Today’s highlights in history:
On June 11, 1776, the Continental Congress formed a committee to draft a Declaration of Independence calling for freedom from Britain.
Ten years ago: In an unprecedented joint appearance, President Clinton and House Speaker Newt Gingrich sparred politely over Medicare and other issues before an audience of senior citizens in Claremont, N.H.

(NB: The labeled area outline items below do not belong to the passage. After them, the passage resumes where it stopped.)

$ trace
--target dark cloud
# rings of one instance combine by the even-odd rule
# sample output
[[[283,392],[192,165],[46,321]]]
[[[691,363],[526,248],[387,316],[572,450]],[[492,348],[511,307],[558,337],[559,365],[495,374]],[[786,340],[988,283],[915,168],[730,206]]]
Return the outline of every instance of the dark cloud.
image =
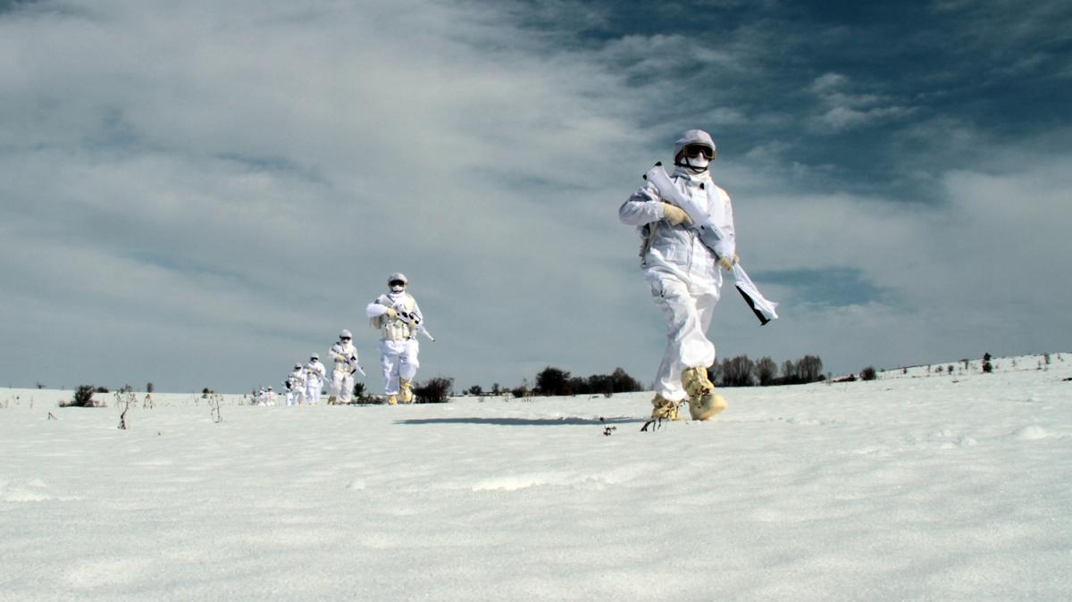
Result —
[[[342,327],[374,364],[361,310],[401,270],[440,337],[425,375],[646,380],[665,334],[615,211],[695,126],[784,302],[757,331],[728,300],[719,352],[855,371],[1058,345],[1040,299],[1069,291],[1034,266],[1068,268],[1064,15],[0,3],[0,378],[242,391]],[[1024,266],[1041,297],[995,287]]]

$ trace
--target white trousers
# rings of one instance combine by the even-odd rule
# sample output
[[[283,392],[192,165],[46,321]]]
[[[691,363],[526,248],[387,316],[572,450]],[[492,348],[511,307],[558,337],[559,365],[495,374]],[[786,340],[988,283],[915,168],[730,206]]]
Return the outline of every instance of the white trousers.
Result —
[[[343,370],[331,371],[331,394],[344,404],[349,403],[349,397],[354,393],[354,375],[349,372],[349,366]]]
[[[655,304],[667,321],[667,350],[655,376],[655,392],[671,402],[680,402],[688,396],[681,385],[682,371],[708,367],[715,362],[715,345],[706,332],[718,303],[718,291],[689,290],[684,281],[665,272],[645,275]]]
[[[287,389],[286,390],[286,405],[296,406],[301,403],[301,390],[300,389]]]
[[[413,380],[417,375],[420,362],[417,361],[417,353],[420,345],[416,338],[402,338],[399,341],[382,340],[379,342],[379,367],[384,371],[384,393],[397,395],[399,392],[399,378]]]
[[[306,380],[306,403],[315,405],[321,400],[321,389],[324,385],[317,378]]]

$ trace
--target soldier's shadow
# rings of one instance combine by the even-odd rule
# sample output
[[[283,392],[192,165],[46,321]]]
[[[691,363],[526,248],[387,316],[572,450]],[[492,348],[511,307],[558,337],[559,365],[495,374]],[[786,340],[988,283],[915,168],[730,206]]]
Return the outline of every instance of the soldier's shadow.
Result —
[[[645,418],[631,416],[615,416],[611,418],[486,418],[486,417],[457,417],[457,418],[410,418],[397,420],[396,424],[491,424],[494,426],[564,426],[564,425],[587,425],[587,424],[627,424],[630,422],[646,422]]]

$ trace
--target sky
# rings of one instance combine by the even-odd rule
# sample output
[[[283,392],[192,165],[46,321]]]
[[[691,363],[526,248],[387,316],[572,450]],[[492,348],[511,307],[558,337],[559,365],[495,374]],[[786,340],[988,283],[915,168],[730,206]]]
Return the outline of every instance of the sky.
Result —
[[[621,366],[617,207],[709,131],[718,355],[835,374],[1069,350],[1062,1],[0,0],[0,386],[242,392],[404,272],[456,388]]]

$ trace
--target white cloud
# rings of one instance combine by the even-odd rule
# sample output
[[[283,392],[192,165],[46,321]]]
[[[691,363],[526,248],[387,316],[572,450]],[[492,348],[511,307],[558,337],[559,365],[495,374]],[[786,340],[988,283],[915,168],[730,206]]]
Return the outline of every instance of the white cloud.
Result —
[[[636,267],[639,241],[615,211],[678,132],[638,123],[787,123],[730,92],[682,109],[674,77],[656,77],[687,55],[725,78],[720,90],[762,79],[777,32],[745,26],[718,45],[626,36],[587,50],[511,25],[523,11],[113,0],[4,14],[0,375],[244,390],[281,378],[342,327],[374,363],[361,310],[403,270],[440,337],[423,375],[488,387],[548,363],[576,374],[622,364],[647,380],[665,334]],[[814,80],[812,124],[842,131],[910,110],[858,88],[836,73]],[[941,139],[935,125],[902,139]],[[941,148],[986,144],[968,124],[946,125],[958,134]],[[1067,268],[1053,252],[1063,244],[1054,224],[1069,223],[1053,208],[1072,206],[1060,157],[927,165],[952,199],[927,208],[805,192],[802,182],[839,167],[803,167],[790,142],[758,137],[747,156],[724,149],[716,163],[749,269],[850,268],[891,300],[794,306],[792,289],[773,287],[785,319],[762,331],[727,300],[715,331],[724,352],[820,352],[845,365],[882,341],[889,357],[942,360],[983,341],[981,325],[1028,345],[1067,323],[1011,287],[986,292],[1033,254]],[[1017,191],[1042,205],[995,205]],[[977,268],[986,232],[1004,223],[1015,236],[998,271]],[[997,319],[1011,315],[1049,323]],[[70,345],[58,363],[56,341]]]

Five years ago: A day after the death of Syrian President Hafez Assad, his son, Bashar, was unanimously nominated by Syria’s ruling Baath Party to succeed his father. An unruly group of men doused women with water and groped them in New York’s Central Park; some of the assaults were captured on home video. Gustavo Kuerten of Brazil won his second French Open title, beating Magnus Norman 6-2, 6-3, 2-6, 7-6 (6).
One year ago: The nation bade a lingering goodbye to former President Ronald Reagan at a stately funeral in Washington, D.C., followed hours later by a hilltop burial ceremony in his beloved California. Oklahoma City bombing conspirator Terry Nichols was again spared the death penalty when jurors who’d convicted him of 161 murder counts deadlocked over his sentence. “Prince of high fashion” Egon von Furstenberg died in Rome at age 57.
On this date:
In 1509, England’s King Henry VIII married Catherine of Aragon.
In 1770, Captain James Cook, commander of the British ship Endeavour, discovered the Great Barrier Reef off Australia by running onto it.
In 1919, Sir Barton won the Belmont Stakes, becoming horse racing’s first Triple Crown winner.
In 1942, the United States and the Soviet Union signed a lend-lease agreement to aid the Soviet war effort in World War II.
In 1947, the government announced the end of household and institutional sugar rationing, to take effect the next day.
In 1963, Buddhist monk Quang Duc immolated himself on a Saigon street to protest the government of South Vietnamese President Ngo Dinh Diem.
In 1970, the United States presence in Libya came to an end as the last detachment left Wheelus Air Base.
In 1977, Seattle Slew won the Belmont Stakes, capturing the Triple Crown.
In 1985, Karen Ann Quinlan, the comatose patient whose case prompted a historic right-to-die court decision, died in Morris Plains, N.J., at age 31.
In 2001, Timothy McVeigh was executed by injection at the federal prison in Terre Haute, Ind., for the 1995 Oklahoma City bombing that killed 168 people.